Processors suitable for the execution of a computer program include, by way of example, both general and special purpose microprocessors, and any one or more processors of any kind of digital computer. Generally, a processor will receive instructions and data from a read-only memory or a random access memory or both. The essential elements of a computer are a processor for executing instructions and one or more memory devices for storing instructions and data. Generally, a computer will also include, or be operatively coupled to receive data from or transfer data to, or both, one or more mass storage devices for storing data, e.g., magnetic, magneto-optical disks, or optical disks. Information carriers suitable for embodying computer program instructions and data include all forms of non-volatile memory, including by way of example semiconductor memory devices, e.g., EPROM, EEPROM, and flash memory devices; magnetic disks, e.g., internal hard disks or removable disks; magneto-optical disks; and CD-ROM and DVD-ROM disks. The processor and the memory can be supplemented by, or incorporated in special purpose logic circuitry.
To provide for interaction with a user, the techniques described herein can be implemented on a computer having a display device, e.g., a CRT (cathode ray tube) or LCD (liquid crystal display) monitor, for displaying information to the user and a keyboard and a pointing device, e.g., a mouse or a trackball, by which the user can provide input to the computer (e.g., interact with a user interface element, for example, by clicking a button on such a pointing device). Other kinds of devices can be used to provide for interaction with a user as well; for example, feedback provided to the user can be any form of sensory feedback, e.g., visual feedback, auditory feedback, or tactile feedback; and input from the user can be received in any form, including acoustic, speech, or tactile input.
The techniques described herein can be implemented in a distributed computing system that includes a back-end component, e.g., as a data server, and/or a middleware component, e.g., an application server, and/or a front-end component, e.g., a client computer having a graphical user interface and/or a Web browser through which a user can interact with an implementation of the invention, or any combination of such back-end, middleware, or front-end components. The components of the system can be interconnected by any form or medium of digital data communication, e.g., a communication network. Examples of communication networks include a local area network (“LAN”) and a wide area network (“WAN”), e.g., the Internet, and include both wired and wireless networks.
The computing system can include clients and servers. A client and server are generally remote from each other and typically interact over a communication network. The relationship of client and server arises by virtue of computer programs running on the respective computers and having a client-server relationship to each other.
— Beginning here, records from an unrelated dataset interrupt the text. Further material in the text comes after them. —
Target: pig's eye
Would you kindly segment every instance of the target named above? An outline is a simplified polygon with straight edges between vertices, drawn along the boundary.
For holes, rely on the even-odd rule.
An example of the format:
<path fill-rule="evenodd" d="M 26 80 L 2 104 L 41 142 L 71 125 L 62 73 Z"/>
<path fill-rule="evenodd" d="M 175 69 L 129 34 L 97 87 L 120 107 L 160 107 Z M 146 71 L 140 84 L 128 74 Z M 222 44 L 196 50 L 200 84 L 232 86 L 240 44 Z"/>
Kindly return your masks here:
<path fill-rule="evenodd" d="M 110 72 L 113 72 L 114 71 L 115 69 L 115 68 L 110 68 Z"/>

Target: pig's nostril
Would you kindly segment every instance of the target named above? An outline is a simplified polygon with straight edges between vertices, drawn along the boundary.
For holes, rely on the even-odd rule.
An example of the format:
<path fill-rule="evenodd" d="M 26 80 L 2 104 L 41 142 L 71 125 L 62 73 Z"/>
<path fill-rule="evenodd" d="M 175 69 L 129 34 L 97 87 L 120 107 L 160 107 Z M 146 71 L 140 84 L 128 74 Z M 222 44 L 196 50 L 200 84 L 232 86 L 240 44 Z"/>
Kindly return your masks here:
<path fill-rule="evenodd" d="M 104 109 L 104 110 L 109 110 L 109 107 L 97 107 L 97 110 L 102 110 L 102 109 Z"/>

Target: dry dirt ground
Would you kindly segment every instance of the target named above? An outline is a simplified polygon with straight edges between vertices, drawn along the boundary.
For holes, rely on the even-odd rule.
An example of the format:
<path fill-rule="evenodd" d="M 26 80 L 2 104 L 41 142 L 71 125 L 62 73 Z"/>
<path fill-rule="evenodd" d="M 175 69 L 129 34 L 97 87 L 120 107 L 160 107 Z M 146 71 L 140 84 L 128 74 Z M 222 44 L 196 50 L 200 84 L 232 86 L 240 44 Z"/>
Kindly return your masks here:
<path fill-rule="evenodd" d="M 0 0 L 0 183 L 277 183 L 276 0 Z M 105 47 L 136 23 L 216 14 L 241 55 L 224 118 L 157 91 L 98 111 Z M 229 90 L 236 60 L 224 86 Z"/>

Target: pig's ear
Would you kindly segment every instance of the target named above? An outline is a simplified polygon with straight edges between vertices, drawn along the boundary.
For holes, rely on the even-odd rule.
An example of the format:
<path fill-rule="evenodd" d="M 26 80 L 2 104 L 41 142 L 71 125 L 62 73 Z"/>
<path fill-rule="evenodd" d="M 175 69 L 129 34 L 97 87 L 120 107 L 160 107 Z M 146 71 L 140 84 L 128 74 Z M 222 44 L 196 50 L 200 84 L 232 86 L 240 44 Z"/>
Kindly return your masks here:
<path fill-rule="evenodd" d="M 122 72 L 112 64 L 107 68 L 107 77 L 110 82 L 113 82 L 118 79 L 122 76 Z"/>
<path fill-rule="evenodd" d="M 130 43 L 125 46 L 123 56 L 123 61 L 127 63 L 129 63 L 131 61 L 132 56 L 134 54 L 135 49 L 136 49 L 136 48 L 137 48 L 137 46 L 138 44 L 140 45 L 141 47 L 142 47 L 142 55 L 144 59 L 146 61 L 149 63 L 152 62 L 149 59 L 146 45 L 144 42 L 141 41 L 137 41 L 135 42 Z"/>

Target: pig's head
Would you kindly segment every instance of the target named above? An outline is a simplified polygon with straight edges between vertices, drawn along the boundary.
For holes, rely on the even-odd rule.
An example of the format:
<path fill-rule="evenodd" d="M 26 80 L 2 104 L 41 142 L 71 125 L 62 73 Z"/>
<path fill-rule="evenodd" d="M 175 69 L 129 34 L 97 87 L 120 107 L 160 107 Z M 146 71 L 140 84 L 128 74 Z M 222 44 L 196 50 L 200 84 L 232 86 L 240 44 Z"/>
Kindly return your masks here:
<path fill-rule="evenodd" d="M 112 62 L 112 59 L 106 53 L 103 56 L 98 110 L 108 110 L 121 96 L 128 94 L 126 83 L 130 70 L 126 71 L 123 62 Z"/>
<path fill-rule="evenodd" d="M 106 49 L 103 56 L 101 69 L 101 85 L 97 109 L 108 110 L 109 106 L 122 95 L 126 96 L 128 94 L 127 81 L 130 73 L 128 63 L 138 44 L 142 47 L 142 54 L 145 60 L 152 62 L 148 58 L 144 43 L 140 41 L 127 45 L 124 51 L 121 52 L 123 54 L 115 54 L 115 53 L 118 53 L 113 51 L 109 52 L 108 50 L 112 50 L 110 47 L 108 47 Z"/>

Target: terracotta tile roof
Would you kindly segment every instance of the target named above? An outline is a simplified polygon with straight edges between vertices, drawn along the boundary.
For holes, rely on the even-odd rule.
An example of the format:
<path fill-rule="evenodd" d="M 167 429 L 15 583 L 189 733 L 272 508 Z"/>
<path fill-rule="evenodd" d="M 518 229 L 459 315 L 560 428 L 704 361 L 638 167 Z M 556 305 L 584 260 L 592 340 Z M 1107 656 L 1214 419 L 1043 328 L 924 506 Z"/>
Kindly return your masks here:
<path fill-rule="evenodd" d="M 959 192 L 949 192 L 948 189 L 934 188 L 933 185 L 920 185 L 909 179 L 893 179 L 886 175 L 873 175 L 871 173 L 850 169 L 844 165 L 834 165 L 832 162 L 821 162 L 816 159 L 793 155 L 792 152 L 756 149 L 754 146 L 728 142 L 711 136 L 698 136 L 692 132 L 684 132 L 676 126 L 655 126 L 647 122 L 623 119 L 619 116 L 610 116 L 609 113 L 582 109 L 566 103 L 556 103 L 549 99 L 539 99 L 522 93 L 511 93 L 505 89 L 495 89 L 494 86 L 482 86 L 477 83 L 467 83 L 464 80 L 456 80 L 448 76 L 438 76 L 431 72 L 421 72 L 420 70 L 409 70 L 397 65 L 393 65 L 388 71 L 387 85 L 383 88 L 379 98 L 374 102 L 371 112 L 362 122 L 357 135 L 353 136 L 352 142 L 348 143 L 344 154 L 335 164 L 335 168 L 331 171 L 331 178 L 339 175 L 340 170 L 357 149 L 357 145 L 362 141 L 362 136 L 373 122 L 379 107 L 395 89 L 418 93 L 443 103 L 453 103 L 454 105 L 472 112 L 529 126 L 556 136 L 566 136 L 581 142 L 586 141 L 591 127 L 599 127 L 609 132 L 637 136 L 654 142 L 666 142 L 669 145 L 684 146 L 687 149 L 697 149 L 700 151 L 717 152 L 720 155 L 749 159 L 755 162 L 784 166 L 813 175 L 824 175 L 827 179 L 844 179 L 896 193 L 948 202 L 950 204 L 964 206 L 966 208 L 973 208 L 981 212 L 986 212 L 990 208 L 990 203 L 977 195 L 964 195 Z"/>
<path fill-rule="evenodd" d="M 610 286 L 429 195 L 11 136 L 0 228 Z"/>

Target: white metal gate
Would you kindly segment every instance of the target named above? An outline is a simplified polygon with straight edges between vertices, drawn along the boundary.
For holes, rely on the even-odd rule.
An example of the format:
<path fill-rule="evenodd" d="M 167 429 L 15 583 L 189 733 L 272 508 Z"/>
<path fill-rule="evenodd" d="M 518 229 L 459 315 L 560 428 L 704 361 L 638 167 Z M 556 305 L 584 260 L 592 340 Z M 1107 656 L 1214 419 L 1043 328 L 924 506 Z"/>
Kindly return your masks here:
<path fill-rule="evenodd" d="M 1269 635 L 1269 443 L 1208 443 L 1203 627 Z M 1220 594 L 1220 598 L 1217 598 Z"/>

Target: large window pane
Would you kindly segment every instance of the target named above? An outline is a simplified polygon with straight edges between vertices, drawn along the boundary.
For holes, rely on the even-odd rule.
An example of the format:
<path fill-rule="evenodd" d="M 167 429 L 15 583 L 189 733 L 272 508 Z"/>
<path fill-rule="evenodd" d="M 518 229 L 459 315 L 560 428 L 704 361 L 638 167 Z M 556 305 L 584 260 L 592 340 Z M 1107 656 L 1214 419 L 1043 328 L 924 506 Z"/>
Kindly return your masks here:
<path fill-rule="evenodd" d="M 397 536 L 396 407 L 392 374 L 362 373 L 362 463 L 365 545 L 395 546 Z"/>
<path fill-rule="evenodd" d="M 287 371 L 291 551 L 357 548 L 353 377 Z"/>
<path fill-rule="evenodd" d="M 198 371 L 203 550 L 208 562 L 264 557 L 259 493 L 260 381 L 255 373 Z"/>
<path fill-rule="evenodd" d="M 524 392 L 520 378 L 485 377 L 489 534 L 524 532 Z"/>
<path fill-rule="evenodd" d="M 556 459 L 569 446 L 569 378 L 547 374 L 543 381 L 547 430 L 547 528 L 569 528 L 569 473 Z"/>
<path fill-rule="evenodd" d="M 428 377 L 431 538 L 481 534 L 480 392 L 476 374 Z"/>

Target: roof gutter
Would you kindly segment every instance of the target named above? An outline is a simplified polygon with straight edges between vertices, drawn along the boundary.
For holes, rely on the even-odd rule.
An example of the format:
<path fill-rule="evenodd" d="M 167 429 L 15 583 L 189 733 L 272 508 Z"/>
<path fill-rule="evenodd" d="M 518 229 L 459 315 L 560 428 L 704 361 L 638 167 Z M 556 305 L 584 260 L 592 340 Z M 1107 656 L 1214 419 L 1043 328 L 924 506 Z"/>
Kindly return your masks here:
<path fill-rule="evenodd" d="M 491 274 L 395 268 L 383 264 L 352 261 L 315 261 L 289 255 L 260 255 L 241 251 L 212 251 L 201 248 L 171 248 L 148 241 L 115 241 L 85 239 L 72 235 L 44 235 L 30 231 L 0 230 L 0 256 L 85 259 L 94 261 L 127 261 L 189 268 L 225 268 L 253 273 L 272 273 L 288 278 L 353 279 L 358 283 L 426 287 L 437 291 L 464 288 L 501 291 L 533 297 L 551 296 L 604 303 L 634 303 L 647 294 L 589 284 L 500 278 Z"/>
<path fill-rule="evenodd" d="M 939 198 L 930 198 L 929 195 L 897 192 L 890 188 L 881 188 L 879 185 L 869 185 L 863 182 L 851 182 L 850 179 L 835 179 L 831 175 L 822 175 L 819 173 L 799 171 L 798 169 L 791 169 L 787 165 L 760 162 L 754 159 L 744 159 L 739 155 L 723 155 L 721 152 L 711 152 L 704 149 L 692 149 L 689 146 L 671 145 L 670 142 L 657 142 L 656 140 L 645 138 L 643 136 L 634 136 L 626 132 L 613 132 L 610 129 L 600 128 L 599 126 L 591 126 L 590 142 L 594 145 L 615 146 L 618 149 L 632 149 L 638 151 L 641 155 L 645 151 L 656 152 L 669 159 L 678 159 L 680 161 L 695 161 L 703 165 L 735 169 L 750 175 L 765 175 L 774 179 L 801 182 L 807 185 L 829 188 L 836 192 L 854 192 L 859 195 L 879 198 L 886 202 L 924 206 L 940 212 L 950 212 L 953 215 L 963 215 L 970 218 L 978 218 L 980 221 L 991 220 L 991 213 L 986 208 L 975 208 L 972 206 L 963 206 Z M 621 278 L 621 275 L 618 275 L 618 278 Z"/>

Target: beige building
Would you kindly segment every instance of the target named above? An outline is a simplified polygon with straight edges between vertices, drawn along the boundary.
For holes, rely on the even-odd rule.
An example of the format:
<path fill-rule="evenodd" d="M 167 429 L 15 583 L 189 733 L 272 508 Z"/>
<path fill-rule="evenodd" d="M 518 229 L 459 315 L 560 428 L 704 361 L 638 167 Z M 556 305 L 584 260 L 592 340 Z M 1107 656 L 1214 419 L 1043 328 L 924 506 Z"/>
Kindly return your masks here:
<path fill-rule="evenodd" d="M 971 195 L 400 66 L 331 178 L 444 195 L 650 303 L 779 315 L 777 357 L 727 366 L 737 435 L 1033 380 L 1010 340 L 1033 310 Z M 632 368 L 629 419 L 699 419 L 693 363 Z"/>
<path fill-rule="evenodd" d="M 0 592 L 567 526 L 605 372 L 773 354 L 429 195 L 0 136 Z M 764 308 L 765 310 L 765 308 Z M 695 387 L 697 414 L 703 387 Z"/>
Although the techniques have been described herein in the context of a segment of inventory that is sliced by section, the techniques are also applicable to any subset of inventory that is sliced by publisher, site, section, URL, and/or any determining variable such as geography, frequency, etc.
Other embodiments are within the scope of the following claims. The following are examples for illustration only and not to limit the alternatives in any way. The techniques described herein can be performed in a different order and still achieve desirable results.